Mary Jean Port was the scheduled speaker at semi-programmed meeting for worship on October 23, 2016.
Most late afternoons in the fall I think, “Oh, my, it is getting dark so early.” I have to laugh that I am surprised. I say this even post-Thanksgiving, even though I have been watching the light wane for months. Down, down we go, to the shortest day, the longest night of the year.
A woman at this meeting, Elizabeth Watson, who died in her nineties in 2006, used to talk to us at this time of year about the beauty of darkness. We’d be all weirded out and glum, starved for light, aching for the turning that the December winter solstice represents, and she’d say, wait: Think of the richness you have right now. I’ve found this in her writings: “We say that God is the Inner Light, but I want to affirm also the Inner Darkness, and I do not mean desolation or evil, but a quiet waiting and creativity.”
Elizabeth knew darkness. A night owl, she often stayed up late, writing. And she had survived a staggering personal tragedy, the sudden death of a beloved child. Yet she was not gloomy, but instead a warm-hearted person revered in our community. When she looked me in the eye, I could tell that she loved me, but I had no idea why.
I’m no night owl. I like to be in bed by ten, but I sometimes awaken at four a.m. and have trouble getting back to sleep. A few years ago, rather than fight it, I began to think of this wakeful interlude as my soul time. It seemed that whatever I wasn’t addressing during the day, those things in the shadows, troubling things I’d prefer to ignore, were summoning me in the wee hours of the night. When I am wakeful now, I try to receive what needs to be acknowledged. I try not to push it away.
The body knows what it knows when it knows it. Just last night I realized that if I approach this wakefulness calmly, even when I am unable to put words to what is causing it, something moving in me or through me might be transformed, might be taken in, allowed to settle, and spirited away.
When I think of the seasonal transition, light to dark, what comes back to me is one particular day years ago. It was on a weekend when I wasn’t teaching, and I lay on my bed in the afternoon. I was in my thirties, single, and still trying to imagine myself into my life. My house back then, a rental, sat on the edge of a small central Minnesota town. I don’t think I’ve ever seen another house like it. It was made of cinderblocks painted sea green and had dark green shutters. The concrete front stoop had cracked years before when an earthquake rumbled through. Just beyond my house were farm fields. I awakened there to roosters crowing.
My bedroom, which had been painted sky blue, looked out over my small backyard, where there was a clothesline, a gnarled apple tree, a freely vining yellow rose sprawling over a hedge, and, just outside the bedroom window, old-fashioned pink peonies. My faded bedroom curtains, left behind by the previous tenant, were blue like the walls, and they had large pink peony blossoms on them, sweetly echoing what stood in the flowerbed just beyond, and softening the line between what is inside and what is outside.
On that particular dreamy day, thinking of nothing at all, I lay on the bed gazing out the window at the sky. I stayed put for hours watching the afternoon light ever so gradually dim to dusk, then to semi-dark, then to full dark. I felt an unusually broad and deep ease, no nervous stir of any kind.

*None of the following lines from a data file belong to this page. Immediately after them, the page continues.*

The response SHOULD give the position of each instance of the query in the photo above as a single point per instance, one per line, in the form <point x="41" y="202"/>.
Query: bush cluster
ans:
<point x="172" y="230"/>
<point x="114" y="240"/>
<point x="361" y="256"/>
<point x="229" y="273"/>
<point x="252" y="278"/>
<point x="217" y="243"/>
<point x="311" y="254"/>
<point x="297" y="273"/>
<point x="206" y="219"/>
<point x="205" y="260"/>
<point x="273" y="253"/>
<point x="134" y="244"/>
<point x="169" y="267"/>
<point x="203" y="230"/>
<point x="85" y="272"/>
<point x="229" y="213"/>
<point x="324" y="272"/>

I am hard-pressed to pinpoint both why I remember this experience decades later, and why I enjoyed it so much. I could say I am easily entertained. I could say it was a wildly stressful time, and this peace was a balm. I could say it was a welcome counterpoint to the tension I felt in that house, which manifested in bad dreams of a family fighting. I got the idea to go to the nursing home to visit the former owners, but I never did so. I wondered if knowing more about them would have helped me clear out whatever it was they had done in those rooms, whatever it was they had left behind.
I could say that lying there on my bed that day put me in touch with my animal nature, with how soothing it is to be quietly alert to the world, to watch it and see what it does. The body wants to be awash in subtlety, in beauty. But I think mostly I was in touch with how accessible profound peace actually is, if a person can only open herself to it. Just the ordinary turning of day to night could provide it. It was that simple.
I saw there was trembling in that transition, and tenderness in the quality of the light late in the day. I heard the almost audible sigh that comes as the light releases itself, and then I felt settle over me the soft cover of night that helps us sleep.